Posted 3/30/2016 by TIM SHEEHAN


Fresno

Fresno celebrates ‘renaissance’ in downtown revitalization


MARCH 30, 2016 7:43 PM


BY TIM SHEEHAN


$100 million in private investment over past two years


About 550 new residential lofts or apartments developed since 2010


Highlights include Bitwise South Stadium, Fulton Mall restoration


From the ongoing development of residential living to the $7 million renovation of a former auto dealership into a locus for technology businesses and to the $20 million project to restore traffic to Fulton Street, downtown Fresno is seeing a surge of activity.


And for denizens of the district, all that activity represents hope for revitalization – and was a reason to celebrate Wednesday evening. The Downtown Fresno Partnership, a coalition of businesses in Fresno’s urban core, held its annual State of Downtown event to issue a report card of sorts on efforts to revitalize the district.


Over the past 24 months, downtown Fresno has attracted about $100 million in private-sector investment, and since 2010 developers have built about 550 residential units – lofts or apartments – in what Ryan Jacobsen, CEO of the Fresno County Farm Bureau and the opening speaker for the event, described as a “renaissance” for the district.


Aaron Blair, executive director of the Downtown Fresno Partnership, elaborated by offering an advance look at the organization’s first quarterly report that will be officially released Friday. Blair said about $95 million in private-sector investment is under construction in the downtown area, with another $92 million of construction on the drawing board for the coming year. “Private investment is starting to reach three times, almost four times, what government is investing,” he said. “We are on a trajectory to just kill it in downtown.”


Blair pointed to the Bitwise South Stadium project as a particular highlight. Bitwise Industries expanded its operations as a hub for growing technology businesses and entrepreneurs in a newly renovated, 100-year-old former auto dealership on Van Ness Avenue south of Chukchansi Park baseball stadium. Bitwise, which continues to maintain operations in its original space at downtown Fresno’s northern fringe, spent an estimated $7 million on the renovation effort. Blair said that to date, 107 small- and mid-sized creative and technology companies have nested at Bitwise South Stadium. “That’s just insane,” he said.


The new Bitwise building is also home to Fresno State’s new Downtown Center, said Scott Moore, the university’s dean of global and continuing education. Moore said Fresno State will soon cut the ribbons on its classrooms at Bitwise, where it will partner to offer a range of technology and other classes. “Now we have a permanent home, a permanent name and a permanent presence” in downtown, Moore said.
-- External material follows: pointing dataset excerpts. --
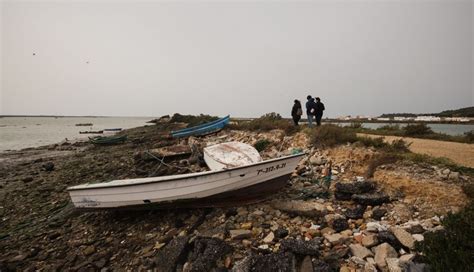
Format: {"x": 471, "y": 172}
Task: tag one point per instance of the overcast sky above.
{"x": 240, "y": 58}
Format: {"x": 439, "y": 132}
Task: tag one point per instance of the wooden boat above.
{"x": 203, "y": 129}
{"x": 100, "y": 140}
{"x": 230, "y": 155}
{"x": 204, "y": 189}
{"x": 91, "y": 132}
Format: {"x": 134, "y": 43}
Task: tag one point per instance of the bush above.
{"x": 417, "y": 130}
{"x": 260, "y": 145}
{"x": 192, "y": 120}
{"x": 331, "y": 135}
{"x": 453, "y": 248}
{"x": 268, "y": 122}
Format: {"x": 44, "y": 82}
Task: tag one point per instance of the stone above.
{"x": 269, "y": 238}
{"x": 335, "y": 238}
{"x": 378, "y": 213}
{"x": 303, "y": 208}
{"x": 355, "y": 213}
{"x": 374, "y": 199}
{"x": 281, "y": 233}
{"x": 207, "y": 251}
{"x": 370, "y": 240}
{"x": 393, "y": 265}
{"x": 175, "y": 251}
{"x": 404, "y": 237}
{"x": 306, "y": 265}
{"x": 360, "y": 251}
{"x": 281, "y": 262}
{"x": 382, "y": 252}
{"x": 247, "y": 225}
{"x": 88, "y": 250}
{"x": 240, "y": 234}
{"x": 340, "y": 224}
{"x": 301, "y": 247}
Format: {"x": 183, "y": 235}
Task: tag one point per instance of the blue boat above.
{"x": 202, "y": 129}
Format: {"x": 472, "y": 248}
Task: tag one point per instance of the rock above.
{"x": 378, "y": 213}
{"x": 335, "y": 239}
{"x": 281, "y": 233}
{"x": 274, "y": 262}
{"x": 240, "y": 234}
{"x": 88, "y": 250}
{"x": 321, "y": 266}
{"x": 370, "y": 240}
{"x": 355, "y": 213}
{"x": 393, "y": 265}
{"x": 49, "y": 166}
{"x": 375, "y": 199}
{"x": 404, "y": 237}
{"x": 304, "y": 208}
{"x": 169, "y": 256}
{"x": 246, "y": 226}
{"x": 27, "y": 179}
{"x": 269, "y": 238}
{"x": 306, "y": 265}
{"x": 360, "y": 251}
{"x": 206, "y": 252}
{"x": 344, "y": 191}
{"x": 388, "y": 237}
{"x": 340, "y": 224}
{"x": 301, "y": 247}
{"x": 382, "y": 252}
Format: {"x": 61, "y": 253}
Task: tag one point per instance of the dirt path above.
{"x": 460, "y": 153}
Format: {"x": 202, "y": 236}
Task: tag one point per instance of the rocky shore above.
{"x": 343, "y": 221}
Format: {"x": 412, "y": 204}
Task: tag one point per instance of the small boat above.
{"x": 230, "y": 155}
{"x": 203, "y": 129}
{"x": 205, "y": 189}
{"x": 100, "y": 140}
{"x": 91, "y": 132}
{"x": 84, "y": 125}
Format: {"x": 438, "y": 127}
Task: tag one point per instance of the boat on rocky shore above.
{"x": 203, "y": 129}
{"x": 204, "y": 189}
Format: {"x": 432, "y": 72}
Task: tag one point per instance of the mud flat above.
{"x": 314, "y": 224}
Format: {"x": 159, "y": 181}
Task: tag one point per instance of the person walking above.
{"x": 318, "y": 111}
{"x": 296, "y": 111}
{"x": 310, "y": 108}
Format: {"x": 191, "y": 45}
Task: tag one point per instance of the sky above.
{"x": 246, "y": 58}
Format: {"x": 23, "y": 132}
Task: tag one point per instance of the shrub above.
{"x": 268, "y": 122}
{"x": 451, "y": 249}
{"x": 331, "y": 135}
{"x": 417, "y": 130}
{"x": 192, "y": 120}
{"x": 260, "y": 145}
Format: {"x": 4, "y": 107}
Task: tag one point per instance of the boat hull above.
{"x": 212, "y": 188}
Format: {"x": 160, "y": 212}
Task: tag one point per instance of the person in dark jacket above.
{"x": 296, "y": 112}
{"x": 310, "y": 108}
{"x": 318, "y": 111}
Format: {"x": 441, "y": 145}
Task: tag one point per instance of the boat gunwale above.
{"x": 174, "y": 177}
{"x": 217, "y": 121}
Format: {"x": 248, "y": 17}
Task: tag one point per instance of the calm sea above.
{"x": 22, "y": 132}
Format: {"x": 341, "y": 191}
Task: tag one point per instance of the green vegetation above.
{"x": 260, "y": 145}
{"x": 267, "y": 122}
{"x": 452, "y": 249}
{"x": 192, "y": 120}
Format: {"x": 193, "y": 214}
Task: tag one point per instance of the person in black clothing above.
{"x": 310, "y": 108}
{"x": 296, "y": 112}
{"x": 318, "y": 112}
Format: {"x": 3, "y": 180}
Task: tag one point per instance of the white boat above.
{"x": 230, "y": 155}
{"x": 204, "y": 189}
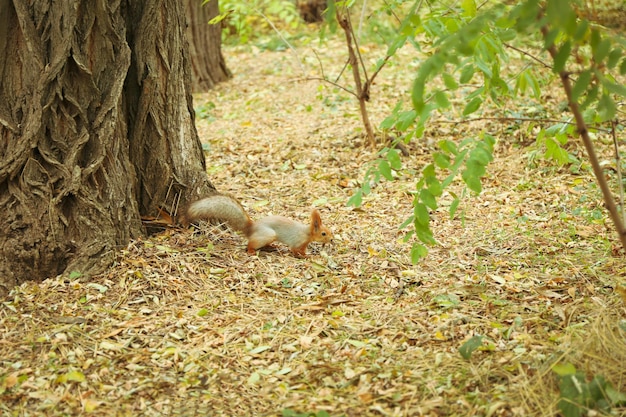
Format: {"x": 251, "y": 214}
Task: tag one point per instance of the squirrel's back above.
{"x": 220, "y": 207}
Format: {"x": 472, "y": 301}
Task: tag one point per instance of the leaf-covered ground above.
{"x": 186, "y": 323}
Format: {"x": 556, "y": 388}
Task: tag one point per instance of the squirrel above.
{"x": 263, "y": 232}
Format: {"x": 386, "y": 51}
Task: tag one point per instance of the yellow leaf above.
{"x": 90, "y": 405}
{"x": 440, "y": 336}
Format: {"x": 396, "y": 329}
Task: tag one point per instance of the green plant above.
{"x": 468, "y": 48}
{"x": 247, "y": 19}
{"x": 578, "y": 396}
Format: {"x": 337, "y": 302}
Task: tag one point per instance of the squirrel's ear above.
{"x": 316, "y": 220}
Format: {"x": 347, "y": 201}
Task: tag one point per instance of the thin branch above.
{"x": 528, "y": 54}
{"x": 362, "y": 17}
{"x": 356, "y": 47}
{"x": 516, "y": 119}
{"x": 618, "y": 167}
{"x": 332, "y": 83}
{"x": 591, "y": 152}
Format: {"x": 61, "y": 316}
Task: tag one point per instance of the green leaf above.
{"x": 581, "y": 85}
{"x": 393, "y": 157}
{"x": 356, "y": 200}
{"x": 467, "y": 73}
{"x": 562, "y": 55}
{"x": 614, "y": 57}
{"x": 555, "y": 152}
{"x": 606, "y": 107}
{"x": 435, "y": 188}
{"x": 601, "y": 50}
{"x": 454, "y": 207}
{"x": 472, "y": 106}
{"x": 422, "y": 216}
{"x": 470, "y": 346}
{"x": 428, "y": 199}
{"x": 472, "y": 174}
{"x": 418, "y": 251}
{"x": 385, "y": 169}
{"x": 441, "y": 160}
{"x": 442, "y": 100}
{"x": 449, "y": 81}
{"x": 469, "y": 7}
{"x": 615, "y": 88}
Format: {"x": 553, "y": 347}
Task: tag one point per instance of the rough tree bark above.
{"x": 96, "y": 130}
{"x": 208, "y": 66}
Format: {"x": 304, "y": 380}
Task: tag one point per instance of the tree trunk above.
{"x": 208, "y": 66}
{"x": 96, "y": 130}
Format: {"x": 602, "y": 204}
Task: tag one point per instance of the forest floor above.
{"x": 187, "y": 323}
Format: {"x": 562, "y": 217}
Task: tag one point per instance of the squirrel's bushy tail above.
{"x": 220, "y": 207}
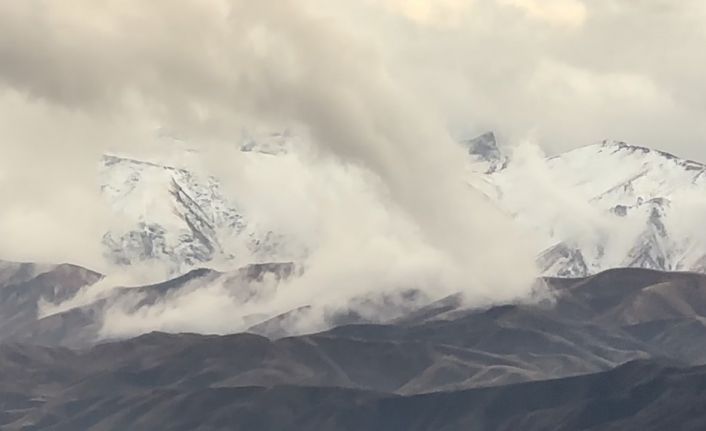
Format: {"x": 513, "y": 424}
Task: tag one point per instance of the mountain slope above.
{"x": 604, "y": 206}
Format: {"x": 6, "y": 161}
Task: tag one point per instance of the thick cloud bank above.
{"x": 381, "y": 89}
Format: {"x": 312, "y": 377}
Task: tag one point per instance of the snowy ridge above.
{"x": 607, "y": 205}
{"x": 174, "y": 216}
{"x": 596, "y": 207}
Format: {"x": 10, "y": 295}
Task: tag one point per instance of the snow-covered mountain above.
{"x": 601, "y": 206}
{"x": 178, "y": 217}
{"x": 596, "y": 207}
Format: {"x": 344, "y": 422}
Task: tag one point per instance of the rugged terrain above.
{"x": 612, "y": 351}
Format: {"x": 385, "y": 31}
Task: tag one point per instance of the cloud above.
{"x": 380, "y": 90}
{"x": 570, "y": 13}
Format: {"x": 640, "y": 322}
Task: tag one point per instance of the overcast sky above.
{"x": 384, "y": 84}
{"x": 561, "y": 72}
{"x": 382, "y": 88}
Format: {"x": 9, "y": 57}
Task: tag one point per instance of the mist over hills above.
{"x": 610, "y": 327}
{"x": 634, "y": 337}
{"x": 602, "y": 206}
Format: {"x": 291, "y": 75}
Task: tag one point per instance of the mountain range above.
{"x": 614, "y": 337}
{"x": 618, "y": 350}
{"x": 597, "y": 207}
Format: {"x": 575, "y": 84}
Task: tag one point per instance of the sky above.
{"x": 383, "y": 88}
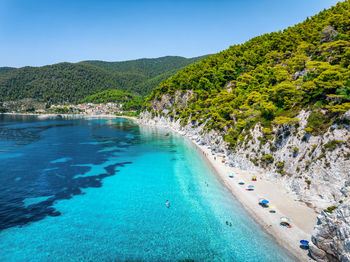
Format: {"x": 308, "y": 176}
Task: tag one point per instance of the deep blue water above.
{"x": 95, "y": 190}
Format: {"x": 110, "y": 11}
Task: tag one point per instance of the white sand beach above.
{"x": 302, "y": 217}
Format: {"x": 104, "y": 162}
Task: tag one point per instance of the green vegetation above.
{"x": 5, "y": 69}
{"x": 332, "y": 144}
{"x": 269, "y": 79}
{"x": 70, "y": 83}
{"x": 129, "y": 101}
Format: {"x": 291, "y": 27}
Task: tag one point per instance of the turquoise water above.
{"x": 95, "y": 190}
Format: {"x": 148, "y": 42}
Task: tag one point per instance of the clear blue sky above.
{"x": 39, "y": 32}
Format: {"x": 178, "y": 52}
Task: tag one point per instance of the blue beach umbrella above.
{"x": 304, "y": 242}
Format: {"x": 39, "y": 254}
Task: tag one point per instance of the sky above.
{"x": 41, "y": 32}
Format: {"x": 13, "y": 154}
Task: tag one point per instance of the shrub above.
{"x": 332, "y": 144}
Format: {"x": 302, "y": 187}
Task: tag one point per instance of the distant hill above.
{"x": 149, "y": 67}
{"x": 72, "y": 82}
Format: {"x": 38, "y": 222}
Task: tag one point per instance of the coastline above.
{"x": 302, "y": 217}
{"x": 70, "y": 115}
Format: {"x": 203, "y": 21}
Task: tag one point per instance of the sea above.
{"x": 95, "y": 189}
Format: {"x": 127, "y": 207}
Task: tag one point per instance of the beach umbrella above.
{"x": 304, "y": 242}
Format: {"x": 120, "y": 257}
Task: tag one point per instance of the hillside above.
{"x": 72, "y": 82}
{"x": 6, "y": 69}
{"x": 129, "y": 101}
{"x": 279, "y": 105}
{"x": 64, "y": 82}
{"x": 149, "y": 67}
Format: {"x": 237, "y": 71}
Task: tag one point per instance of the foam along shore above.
{"x": 302, "y": 218}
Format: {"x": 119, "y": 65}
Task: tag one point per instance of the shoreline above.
{"x": 303, "y": 218}
{"x": 70, "y": 115}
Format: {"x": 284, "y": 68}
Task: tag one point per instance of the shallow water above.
{"x": 95, "y": 190}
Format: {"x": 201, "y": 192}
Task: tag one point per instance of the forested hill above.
{"x": 72, "y": 82}
{"x": 268, "y": 79}
{"x": 6, "y": 69}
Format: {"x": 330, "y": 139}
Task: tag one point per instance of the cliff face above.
{"x": 315, "y": 167}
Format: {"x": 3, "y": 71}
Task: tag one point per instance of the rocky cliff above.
{"x": 331, "y": 236}
{"x": 315, "y": 167}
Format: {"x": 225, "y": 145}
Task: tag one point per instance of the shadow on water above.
{"x": 49, "y": 181}
{"x": 13, "y": 214}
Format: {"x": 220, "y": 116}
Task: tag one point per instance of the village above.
{"x": 41, "y": 108}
Fresno Mayor Ashley Swearengin talked about the progress to revitalize downtown since the first State of Downtown breakfast about six years ago. She touted the promise of one of her signature projects: a $20 million makeover on the six-block Fulton Mall to tear out the pedestrian lane and restore traffic between Tuolumne and Inyo streets for the first time since the 1960s – an era when the mall was thriving and predating a northward exodus of major department stores and other retailers to shopping centers. “After 40 years of debate, we’re finally opening the Fulton Mall” to traffic, she said. And, she added, “we’re filling vacant buildings at an impressive rate” with new restaurants and other businesses in the downtown district.


In her last appearance as mayor at a State of Downtown event, she also had a bit of fun, hoisting a plastic cup of Swearengin Strawberry Blonde Ale, created by Tioga Sequoia Brewing Co. in her honor for last weekend’s FresYes Fest. “After seven-plus years in office, I need a drink,” she said as she took a healthy swig of the brew.


The downtown partnership organization also recognized Jim Haron, owner of Haron Jaguar & Land Rover, as this year’s recipient of its Al Allen Downtown Leadership Award. Haron’s dealership at Van Ness and M streets is the only new-car dealership remaining in Fresno’s downtown, defying an exodus of other luxury makes to the city’s northern reaches.